As medidas necessárias para deter esse crescimento e reduzir os custos do Estado Nacional Brasileiro - em primeiro lugar a reforma previdenciária - afetam interesses poderosos e não são populares, o que levará todos os candidatos a evitar tocar nesse assunto durante a campanha eleitoral.

Chegou-se, porém, a uma situação insustentável, diz Goldfajn, que obrigará o próximo governo a tratar das reformas necessárias para atingir esse objetivo no primeiro ano do seu mandato. A carga tributária, que vem crescendo há vários anos, já atingiu o limite que a sociedade pode suportar. Paga-se aqui mais imposto do que em qualquer outro país em condições econômicas comparáveis às nossas. O cidadão brasileiro paga imposto de Primeiro Mundo, mas, em troca, obtém serviços de Terceiro Mundo, quando os consegue obter. Mas nem com uma carga tributária tão pesada como a que os brasileiros são obrigados a arcar se vislumbra, nas condições atuais, uma solução para o problema do financiamento dos gastos do setor público. O crescimento da receita não tem sido suficiente para cobrir as despesas.

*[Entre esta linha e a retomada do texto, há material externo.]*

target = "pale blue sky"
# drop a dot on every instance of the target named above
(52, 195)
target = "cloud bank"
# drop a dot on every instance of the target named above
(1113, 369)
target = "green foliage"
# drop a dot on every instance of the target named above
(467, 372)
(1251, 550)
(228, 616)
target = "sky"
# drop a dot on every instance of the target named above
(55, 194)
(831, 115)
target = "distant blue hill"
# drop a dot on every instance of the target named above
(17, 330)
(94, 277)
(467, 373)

"Com a arrecadação chegando a 40% do PIB, com esse tamanho do Estado, a despesa subindo 10% em termos reais por ano, a situação é insustentável", advertiu Goldfajn. "Nesse ritmo, em dez anos a despesa dobrará em termos reais."

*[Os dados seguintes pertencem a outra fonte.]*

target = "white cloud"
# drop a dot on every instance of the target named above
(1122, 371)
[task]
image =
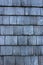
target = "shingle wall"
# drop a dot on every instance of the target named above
(21, 32)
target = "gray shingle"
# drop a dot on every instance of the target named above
(18, 30)
(9, 30)
(27, 60)
(1, 10)
(1, 40)
(11, 40)
(19, 60)
(24, 2)
(39, 40)
(5, 2)
(9, 10)
(20, 19)
(40, 60)
(19, 11)
(1, 60)
(28, 30)
(22, 40)
(40, 20)
(41, 50)
(41, 11)
(26, 50)
(27, 11)
(38, 30)
(3, 30)
(34, 60)
(36, 3)
(26, 20)
(31, 40)
(16, 2)
(6, 50)
(16, 50)
(6, 30)
(35, 11)
(0, 19)
(33, 20)
(9, 60)
(0, 50)
(5, 19)
(12, 19)
(37, 50)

Não há exagero nessas observações. Os superávits primários acumulados pelo setor público nos últimos anos, por evitarem o crescimento descontrolado da dívida, têm sido elogiados. Sem eles, a situação seria muito pior. Para muitos, os superávits se tornaram uma espécie de atestado de boa política fiscal. Mas esses resultados primários acabaram por acobertar, pelo menos para boa parte da população, uma grave deterioração das finanças públicas, sintetizada no aumento incontido dos gastos. Em 2005, por exemplo, as receitas totais do governo federal cresceram 16,4%, mas suas despesas cresceram no mesmo ritmo, 16,3%.

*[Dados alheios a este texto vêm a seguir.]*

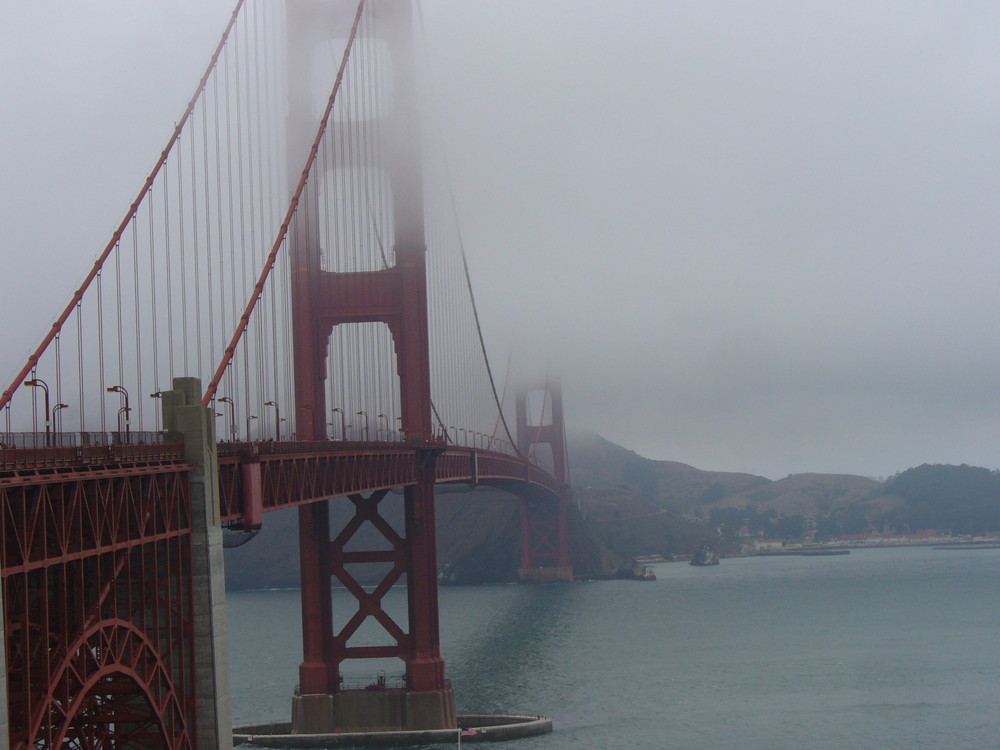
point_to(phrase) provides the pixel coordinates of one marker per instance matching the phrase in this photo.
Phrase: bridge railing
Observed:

Com a economia crescendo apenas 2,3%, os grandes grupos de despesa da União aumentaram como proporção do PIB. Entre 2004 e 2005, os gastos com pessoal passaram de 4,7% para 4,8% do PIB; os benefícios pagos pelo governo, de 7,1% para 7,6%; e as despesas de custeio e de capital, de 5,3% para 5,9%. Parece pouco, mas é um aumento ininterrupto, e o nível dessas despesas já está acima do que pode ser tolerado pela economia.

A crítica, porém, é concentrada no Banco Central. É possível que ele tenha cometido erros de dosagem no caso dos juros, ou de avaliação da tendência da atividade econômica. Pode também ter pecado em não expor claramente ao público as razões de suas decisões sobre os juros, pois lhe falta autonomia para isso. Mas o fato é que, se elas contribuem para retardar o crescimento, o problema principal está na estrutura dos gastos públicos, que o BC não comanda.

É urgente atacar o problema pelo lado fiscal, com reformas tributária, da previdência e outras que impeçam o crescimento contínuo das despesas. Mas a discussão está desfocada, pois até as eleições os principais atores da política nacional não querem falar disso.